In general, we asked, how does he decide whether to own a technology or partner with a firm that specializes in developing it? von Rickenbach made it clear that he does not make such decisions personally, waiting for a blinding, Hollywood-style insight. Instead, he said, Parexel collectively assesses what clients need and what competitors can do.

Glacial Pace

“What we are truly guided by is what is best for the customer and what is best for the trial,” he says. “If there is already a very good solution, why would we bring in another? It’s no secret that we don’t have a central lab. Why is that? There are other companies that have great central labs. For us to push a central lab just because we have one is not in the best interest of clients.”

Parexel’s chief stressed that while the industry has always looked at new technologies, the time lines of both individual trials and portfolios of studies means that any new tool, any new process, can only be introduced slowly. Old tools and new generally must be used together, for years, resulting in higher costs during the transition.

‘This is hard’

“Historically, certainly our industry has not been on the forefront of using and adopting these technologies,” von Rickenbach said. “For good reasons, actually.”

Outsiders, he said, may not appreciate the subtleties of adding a new piece of software in the middle of a multi-year study of living human beings. Adding technology in the life sciences, he argued, is different than updating a Windows PC. “Let’s not kid ourselves,” von Rickenbach said. “This is hard.”

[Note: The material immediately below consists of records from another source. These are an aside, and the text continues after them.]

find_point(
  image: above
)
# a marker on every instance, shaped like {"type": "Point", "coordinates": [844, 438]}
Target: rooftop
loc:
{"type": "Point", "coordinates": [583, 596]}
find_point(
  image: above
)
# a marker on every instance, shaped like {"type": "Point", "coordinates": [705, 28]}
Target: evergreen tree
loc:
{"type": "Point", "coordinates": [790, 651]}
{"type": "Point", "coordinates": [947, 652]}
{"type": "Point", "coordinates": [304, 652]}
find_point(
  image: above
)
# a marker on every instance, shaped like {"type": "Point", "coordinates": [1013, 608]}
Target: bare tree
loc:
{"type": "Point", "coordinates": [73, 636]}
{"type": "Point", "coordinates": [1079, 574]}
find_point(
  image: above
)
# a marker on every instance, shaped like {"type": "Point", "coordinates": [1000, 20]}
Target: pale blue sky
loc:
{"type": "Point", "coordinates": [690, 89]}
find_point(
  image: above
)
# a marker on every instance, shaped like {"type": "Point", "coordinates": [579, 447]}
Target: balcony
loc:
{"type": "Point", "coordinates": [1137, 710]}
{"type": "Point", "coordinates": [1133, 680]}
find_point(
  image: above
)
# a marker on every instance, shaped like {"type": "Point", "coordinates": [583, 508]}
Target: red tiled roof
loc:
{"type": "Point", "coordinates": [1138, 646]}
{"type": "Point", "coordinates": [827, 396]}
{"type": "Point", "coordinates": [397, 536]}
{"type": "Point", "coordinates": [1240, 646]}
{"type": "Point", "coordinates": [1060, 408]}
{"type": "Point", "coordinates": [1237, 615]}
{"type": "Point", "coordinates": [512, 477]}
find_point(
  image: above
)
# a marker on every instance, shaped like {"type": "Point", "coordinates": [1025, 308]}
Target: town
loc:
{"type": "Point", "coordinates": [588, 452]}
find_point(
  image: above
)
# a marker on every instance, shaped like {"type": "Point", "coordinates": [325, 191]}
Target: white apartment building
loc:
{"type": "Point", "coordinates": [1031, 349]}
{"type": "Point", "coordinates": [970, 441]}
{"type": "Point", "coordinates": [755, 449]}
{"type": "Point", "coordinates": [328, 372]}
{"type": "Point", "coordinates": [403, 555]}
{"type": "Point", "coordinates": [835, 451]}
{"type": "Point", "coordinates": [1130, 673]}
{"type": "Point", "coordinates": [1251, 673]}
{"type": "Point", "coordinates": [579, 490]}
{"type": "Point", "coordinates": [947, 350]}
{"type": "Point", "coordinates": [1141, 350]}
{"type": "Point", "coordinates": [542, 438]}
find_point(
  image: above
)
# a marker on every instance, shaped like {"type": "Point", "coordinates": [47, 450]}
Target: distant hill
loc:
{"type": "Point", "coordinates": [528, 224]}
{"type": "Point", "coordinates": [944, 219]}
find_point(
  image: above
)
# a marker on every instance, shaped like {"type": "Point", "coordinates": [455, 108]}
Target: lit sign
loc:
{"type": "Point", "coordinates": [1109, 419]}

von Rickenbach also expressed a few thoughts about the higher prominence of the CRO industry. He does not seem to be an Oprah WInfreyesque fountain of emotion, but clearly telegraphed that the new visibility for CROs has both positive and negative aspects, offering more stature to companies providing outsourcing to pharma but also exposing them to the same artillery fire besieging the sponsor community.

“Our industry is playing a really important role in the biopharmaceutical space,” he says. “That has been true for a long time. But it is more broadly recognized.”

He continued: “Part of being more visible, being more mature, playing a more important role, means we have to touch more audiences. I am somewhat perturbed by the misunderstandings that people have.”

Editor’s note: This article is from Rickenbach’s conversation with the business press at the 2007 Drug Information Association meeting.